A chaque époque, les esprits chagrins de l’alpinisme avaient décrété la mort de leur activité sous le fallacieux prétexte que tout avait été fait. Ce serait aller un peu vite et faire fi de la créativité humaine. Après avoir gravi les « trois derniers problèmes des Alpes », les conquérants de l’inutile chers à Lionel Terray ont découvert d’autres parois, d’autres horizons. Certains ont créé de nouveaux challenges en bouleversant les règles établies; ainsi naquit la trilogie.
La trilogie ? Simplement gravir ces trois faces nord dans un laps de temps plus ou moins restreint. Il est intéressant d’étudier comment ce laps de temps va évoluer, pour devenir incompressible, et de quelle manière l’alpinisme s’est alors renouvelé, en un éternel recommencement.
Le premier à gravir ces trois faces nord dans une vie d’alpiniste fut Gaston Rebuffat. Le guide marseillais, chamoniard d’adoption, avait créé le concept des six grandes faces nord des Alpes : Eiger, Cervin, Jorasses, Badile, Cima Grande di Lavaredo et Petit Dru. Il fut également le premier a les gravir toutes. Mais l’histoire ne retiendra par la suite que les faces principales, les plus hautes, les plus dures, les plus complètes, les plus engagées…. C’est donc en 1952 que s’achève la première trilogie de Gaston Rebuffat qui surmonte la face nord de l’Eiger, après avoir gravit les Grandes Jorasses en 1945 et le Cervin en 1949.
Eté 1961. Un autrichien, Leo Schlömmer, sort de la face nord de l’Eiger par la voie classique. L’hiver suivant il fait la deuxième ascension hivernale de la face nord du Cervin, une journée derrière les auteurs de la première! Ne lui reste que les Grandes Jorasses à gravir . Ce qu’il fait durant l’été 1962, bouclant cette trilogie en une année.
Deux solitaires vont alors faire monter la pression : il semble acquis que l’avenir est dans l’escalade hivernale des trois derniers problèmes.
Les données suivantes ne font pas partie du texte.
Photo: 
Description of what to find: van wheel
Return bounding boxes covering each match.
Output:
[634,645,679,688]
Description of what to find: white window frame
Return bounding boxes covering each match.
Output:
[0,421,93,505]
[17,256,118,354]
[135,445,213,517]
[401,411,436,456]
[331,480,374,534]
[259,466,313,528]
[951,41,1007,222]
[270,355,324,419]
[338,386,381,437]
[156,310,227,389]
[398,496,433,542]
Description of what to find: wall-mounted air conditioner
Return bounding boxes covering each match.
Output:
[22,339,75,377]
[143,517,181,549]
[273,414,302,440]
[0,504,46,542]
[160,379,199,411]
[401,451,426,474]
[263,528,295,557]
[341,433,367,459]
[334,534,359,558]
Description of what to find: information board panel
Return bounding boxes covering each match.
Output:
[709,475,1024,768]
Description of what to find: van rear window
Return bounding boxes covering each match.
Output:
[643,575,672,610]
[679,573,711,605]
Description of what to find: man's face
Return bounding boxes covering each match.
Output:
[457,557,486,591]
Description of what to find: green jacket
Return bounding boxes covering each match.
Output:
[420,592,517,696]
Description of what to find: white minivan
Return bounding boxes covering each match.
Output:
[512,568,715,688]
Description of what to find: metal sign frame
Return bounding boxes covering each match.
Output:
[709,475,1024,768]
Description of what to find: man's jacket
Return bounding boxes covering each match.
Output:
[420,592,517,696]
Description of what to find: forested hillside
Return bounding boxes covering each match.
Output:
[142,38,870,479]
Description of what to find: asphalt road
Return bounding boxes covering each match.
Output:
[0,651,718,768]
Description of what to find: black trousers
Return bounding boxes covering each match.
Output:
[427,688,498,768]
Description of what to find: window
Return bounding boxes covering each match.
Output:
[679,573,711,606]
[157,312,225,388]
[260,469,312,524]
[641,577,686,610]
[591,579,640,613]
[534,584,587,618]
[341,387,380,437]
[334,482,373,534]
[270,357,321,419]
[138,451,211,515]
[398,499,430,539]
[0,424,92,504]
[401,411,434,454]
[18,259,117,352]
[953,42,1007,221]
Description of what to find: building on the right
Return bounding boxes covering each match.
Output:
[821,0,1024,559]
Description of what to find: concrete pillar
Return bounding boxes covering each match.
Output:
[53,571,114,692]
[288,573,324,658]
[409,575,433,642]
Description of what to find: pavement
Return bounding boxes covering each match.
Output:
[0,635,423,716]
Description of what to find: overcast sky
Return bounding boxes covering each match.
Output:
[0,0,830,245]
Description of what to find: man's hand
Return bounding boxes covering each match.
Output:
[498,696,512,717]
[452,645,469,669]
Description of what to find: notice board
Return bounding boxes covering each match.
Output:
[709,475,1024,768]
Tsunéo Hasegawa est japonais, et en mars 1977 il signe la première ascension hivernale solitaire du Cervin par la face nord. Ivano Ghirardini va se lancer dans l’aventure en décembre 1977, la même année mais l’hiver 77-78. Il commence par la face nord du Cervin.En Janvier 1978, Ghirardini est dans le Croz aux Jorasses.
En mars Ghirardini termine la trilogie en un hiver avec l’Eiger, juste derrière Hasegawa qui vient de gravir la face, signant là la première hivernale solitaire. Mais Hasegawa termine sa trilogie l’hiver suivant, en faisant la première hivernale solitaire de la Walker au Jorasses, s’octroyant donc 3 premières solitaires hivernales.
Nous sommes à l’aube des années 1980, et la vitesse s’empare de l’alpinisme. La trilogie succombe à la mode de l’enchaînement….
Un alpiniste, en 1986, reste en marge de cette frénésie, il s’agit de Tomo Cesen. Il met une semaine à gravir les trois faces nord, en hiver, reliant les faces avec son automobile vétuste. Tomo Cesen aura par la suite quelques démêlés avec l’histoire de l’alpinisme, avec ses ascensions ( très) controversées en Himalaya; les esprits les plus dubitatifs quand aux performances du Slovène mettront aussi douter sa performance de 1986…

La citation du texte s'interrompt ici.